Jesus and the lost sheep of the house of Israel

Jesus and the lost sheep of the house of Israel

The sympathies of Jesus were as broad as the human race. To be sure, some incidents appear to belie this generalization. On one occasion Jesus seemed to put off the plea of a woman of another nation by saying that he was sent only to “the lost sheep of the house of Israel” and in dispatching his disciples on a mission of preaching and healing he instructed them not to go to non-Jews, whether Gentiles or Samaritans, but only to these same “lost sheep of the house of Israel.” Yet in each instance there is another possible explanation than that of exclusiveness. In dealing with the Canaanitish woman he rejected the suggestion of the disciples that he send her away and did as she requested when she proved herself in earnest. The mission of the twelve was for a special purpose and did not imply a continuing exclusion of Gentiles from the Gospel. Again and again there are incidents and sayings which are clear evidence that Jesus went out of his way to reprove racial bigotry and believed his message to be as broad as humanity. Among these were his initial sermon at Nazareth in which he angered his fellow-townsmen by calling attention to occasions in the Scriptures in which Gentiles had been helped by the prophets when those of the house of Israel were apparently passed by, his selection of a Samaritan as the example of a good neighbour, his healing of the servant of the Roman centurion, and his commission to his apostles after his resurrection to make disciples of all nations.

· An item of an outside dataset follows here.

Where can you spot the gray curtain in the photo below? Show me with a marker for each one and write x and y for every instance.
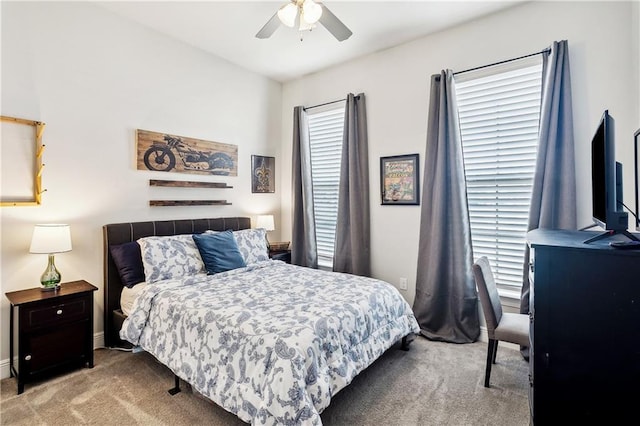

Deeply religious himself, Jesus was impatient with professional or ostentatious religiosity. He challenged those about him to apply their minds to religion and morals.
While honouring the past and the great prophets and lawgivers of his nation, he rejected blind and stubborn adherence to the letter of the law and of the writings which he revered, and treated the traditions of his people with a vigour and a freedom which in some aroused anger and in others were greeted with amazed admiration. While for almost all, and perhaps all of his moral and religious teachings parallels and precedents can be found in the writings of the Jewish sages, Jesus had about him a freshness and an originality which gave them such vivid expression and put them in such proportion and perspective that they were seen as both old and new.
Jesus had the soul of a poet. While few of his recorded sayings are in poetic form, again and again his words breathe the spirit of poetry. His mind thought in terms of pictures and concrete scenes, not in abstract phrases. The parables and sententious sayings in which most of his teachings were couched were such that, once heard, they could not easily be forgotten. It is said that he chose that manner of speaking deliberately, but he could not have employed it so skillfully had it not reflected the quality of his mind. It is tantalizing to speculate whether he may not in part have acquired it from his mother, either by heredity or through long association, for the narratives in the first portions of The Gospel according to Luke which could have come only from her have much of the same quality, but with sufficient difference to make it clear that they and those sayings which are ascribed to him were not the invention of some one author.